With limited information on what environmental stressors are poor water quality for rising temperature for infectious diseases — could harm people who live and work in U.S. prisons, legislation introduced Thursday in Congress seeks to fill loopholes.
The Democrat-sponsored Environmental Health in Prisons Act would require the federal government to create an independent advisory panel that could conduct appropriate investigations of all federal prisons, jails and detention facilities, recommend policies to reduce environmental hazards, report on these facilities and outline safeguards . events.
The bill says its goal is to “improve environmental health outcomes” for people at these facilities, located within 3 miles of hundreds of buildings. Superfund sites with a history of toxic waste and pollutants according to a 2017 education.
“As we work to reduce the number of people behind bars, we must ensure that those currently incarcerated have access to clean air, water and housing, are treated with dignity and respect, and can live in safe conditions. dehumanizing,” in collaboration with Sen. Edward Markey, D-Mass., Rep. Ayanna Pressley, D-Mass., and inmate members of the African-American Coalition Committee at Norfolk-MCI, the lawmakers’ state prison.
In a statement, Pressley said the bill would “affirm the fundamental right to a safe and healthy environment for every person behind the wall.”
If passed, the legislation would direct agencies that oversee federal cancer facilities, including the Bureau of Prisons, U.S. Immigration and Customs Enforcement, the U.S. Marshals Service, and the Bureau of Indian Affairs, to report to the public about the prevalence and exposure to environmental stressors. These include temperature studies inside facilities, some of which lack adequate air conditioning and ventilation during the summer months.
The draft law also mentions how some facilities are located in areas with poor quality drinking water or places prone to environmental hazards. forest fires.
“Incarcerated people perform jobs such as e-waste recycling, asbestos abatement, lead paint removal and forest firefighting that expose them to hazardous conditions without the same level of protection as other non-incarcerated workers, including protective equipment and occupational health. and security protocols,” the legislation states.
While the bill focuses primarily on federal facilities, it would also create a grant program for state, local, and tribal cancer facilities to collect data in state jails and prisons struggling with inadequate conditions. At least 13 states in the South and Midwest do not have universal air conditioning in their prisons. According to the Prison Policy Initiative, a research and advocacy non-profit organization. And nearly half of all US prisons are located downstream from water sources probably contaminated with eternal chemicalsA UCLA researcher puts nearly a million incarcerated people at risk of long-term negative health effects said a study this year.
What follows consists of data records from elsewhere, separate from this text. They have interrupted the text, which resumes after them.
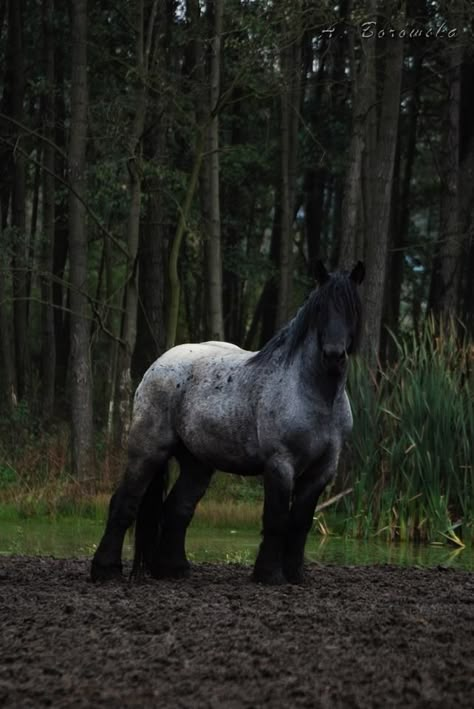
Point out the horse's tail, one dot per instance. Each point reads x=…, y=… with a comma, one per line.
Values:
x=148, y=524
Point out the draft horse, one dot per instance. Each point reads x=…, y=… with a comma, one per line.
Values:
x=282, y=412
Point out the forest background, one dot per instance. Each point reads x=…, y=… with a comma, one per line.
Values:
x=171, y=171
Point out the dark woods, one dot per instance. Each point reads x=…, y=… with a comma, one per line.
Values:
x=173, y=171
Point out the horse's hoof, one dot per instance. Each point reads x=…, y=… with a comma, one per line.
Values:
x=294, y=576
x=269, y=577
x=102, y=573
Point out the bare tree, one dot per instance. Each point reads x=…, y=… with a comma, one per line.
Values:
x=213, y=238
x=80, y=365
x=48, y=344
x=143, y=58
x=381, y=150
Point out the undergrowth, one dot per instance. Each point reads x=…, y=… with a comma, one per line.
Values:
x=409, y=464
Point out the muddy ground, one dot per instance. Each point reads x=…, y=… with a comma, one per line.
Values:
x=350, y=637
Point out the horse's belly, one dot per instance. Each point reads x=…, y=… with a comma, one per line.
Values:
x=225, y=442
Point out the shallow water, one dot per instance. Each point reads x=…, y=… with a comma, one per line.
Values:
x=76, y=537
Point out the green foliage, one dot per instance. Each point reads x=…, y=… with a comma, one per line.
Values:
x=413, y=442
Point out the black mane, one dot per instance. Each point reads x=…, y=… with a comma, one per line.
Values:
x=340, y=290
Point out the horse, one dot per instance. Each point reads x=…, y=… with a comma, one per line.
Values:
x=281, y=412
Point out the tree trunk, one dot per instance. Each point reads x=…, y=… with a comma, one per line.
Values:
x=450, y=248
x=80, y=365
x=363, y=92
x=135, y=167
x=402, y=205
x=48, y=344
x=213, y=240
x=290, y=58
x=378, y=197
x=16, y=90
x=6, y=339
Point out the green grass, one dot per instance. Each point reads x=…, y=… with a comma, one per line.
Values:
x=410, y=462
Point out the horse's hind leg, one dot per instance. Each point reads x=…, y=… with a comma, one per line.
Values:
x=179, y=507
x=141, y=467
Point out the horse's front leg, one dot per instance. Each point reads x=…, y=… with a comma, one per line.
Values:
x=278, y=485
x=107, y=561
x=306, y=493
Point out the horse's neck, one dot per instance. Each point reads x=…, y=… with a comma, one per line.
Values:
x=326, y=387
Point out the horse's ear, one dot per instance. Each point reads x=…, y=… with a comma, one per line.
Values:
x=358, y=273
x=320, y=272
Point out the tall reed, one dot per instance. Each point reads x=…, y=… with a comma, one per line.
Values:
x=413, y=442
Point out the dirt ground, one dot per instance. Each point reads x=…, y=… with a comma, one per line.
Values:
x=350, y=637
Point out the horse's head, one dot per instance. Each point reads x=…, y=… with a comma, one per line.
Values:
x=338, y=315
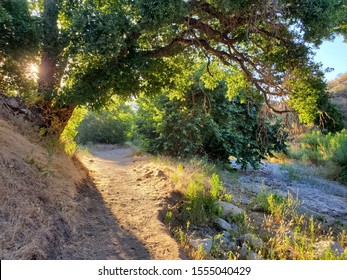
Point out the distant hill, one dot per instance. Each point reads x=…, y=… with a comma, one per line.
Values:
x=338, y=89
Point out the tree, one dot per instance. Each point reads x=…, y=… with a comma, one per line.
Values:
x=206, y=123
x=125, y=47
x=18, y=45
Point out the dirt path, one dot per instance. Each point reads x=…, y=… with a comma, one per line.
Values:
x=134, y=191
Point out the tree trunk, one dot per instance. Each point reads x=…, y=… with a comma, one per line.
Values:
x=54, y=118
x=50, y=51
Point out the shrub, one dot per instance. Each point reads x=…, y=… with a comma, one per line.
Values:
x=206, y=123
x=113, y=126
x=325, y=149
x=200, y=204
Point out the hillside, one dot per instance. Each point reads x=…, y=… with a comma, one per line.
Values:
x=50, y=209
x=338, y=88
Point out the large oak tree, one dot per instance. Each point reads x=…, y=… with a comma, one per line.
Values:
x=92, y=50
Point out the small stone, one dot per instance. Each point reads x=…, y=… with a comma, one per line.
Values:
x=243, y=252
x=226, y=234
x=252, y=241
x=245, y=201
x=254, y=256
x=322, y=246
x=235, y=227
x=12, y=103
x=257, y=208
x=159, y=173
x=223, y=224
x=228, y=208
x=205, y=243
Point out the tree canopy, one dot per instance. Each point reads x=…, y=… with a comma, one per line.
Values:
x=91, y=50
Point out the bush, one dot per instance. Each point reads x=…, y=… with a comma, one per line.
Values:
x=113, y=126
x=205, y=123
x=319, y=148
x=201, y=198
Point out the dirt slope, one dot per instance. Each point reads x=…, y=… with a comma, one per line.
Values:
x=49, y=209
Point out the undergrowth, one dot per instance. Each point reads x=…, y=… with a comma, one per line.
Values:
x=326, y=151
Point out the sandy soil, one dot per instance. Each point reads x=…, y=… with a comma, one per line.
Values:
x=318, y=196
x=134, y=191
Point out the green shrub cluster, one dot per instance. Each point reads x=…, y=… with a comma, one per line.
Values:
x=201, y=197
x=111, y=126
x=206, y=123
x=319, y=148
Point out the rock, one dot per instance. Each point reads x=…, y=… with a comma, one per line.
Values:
x=252, y=241
x=228, y=208
x=245, y=201
x=254, y=256
x=226, y=234
x=222, y=224
x=257, y=208
x=229, y=246
x=235, y=227
x=205, y=243
x=13, y=103
x=322, y=246
x=148, y=174
x=159, y=173
x=243, y=252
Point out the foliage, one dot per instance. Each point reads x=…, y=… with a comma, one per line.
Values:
x=92, y=50
x=200, y=206
x=206, y=123
x=70, y=132
x=320, y=148
x=18, y=46
x=278, y=206
x=111, y=126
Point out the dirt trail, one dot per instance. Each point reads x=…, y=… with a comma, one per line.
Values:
x=134, y=190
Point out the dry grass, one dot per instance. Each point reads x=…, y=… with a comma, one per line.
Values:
x=37, y=187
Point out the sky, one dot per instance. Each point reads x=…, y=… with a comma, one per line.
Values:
x=333, y=54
Advocates supporting the bill say the collection of environmental health data at federal facilities is long overdue and persistent racial disparities treatment in prisons and jails and as part of prisoners the nation’s legacy of “environmental injustices” It stigmatizes black and brown communities.
“Incarcerated people get the bottom of the barrel when it comes to food, health care and environmental protection. But these injustices don’t just hurt people behind bars,” said William Ragland, an inmate who chairs the African American Coalition Committee at MCI-Norfolk. said in the statement. “Toxic prison environments are a continuation of the pollution affecting many Black communities in Massachusetts and across the country.”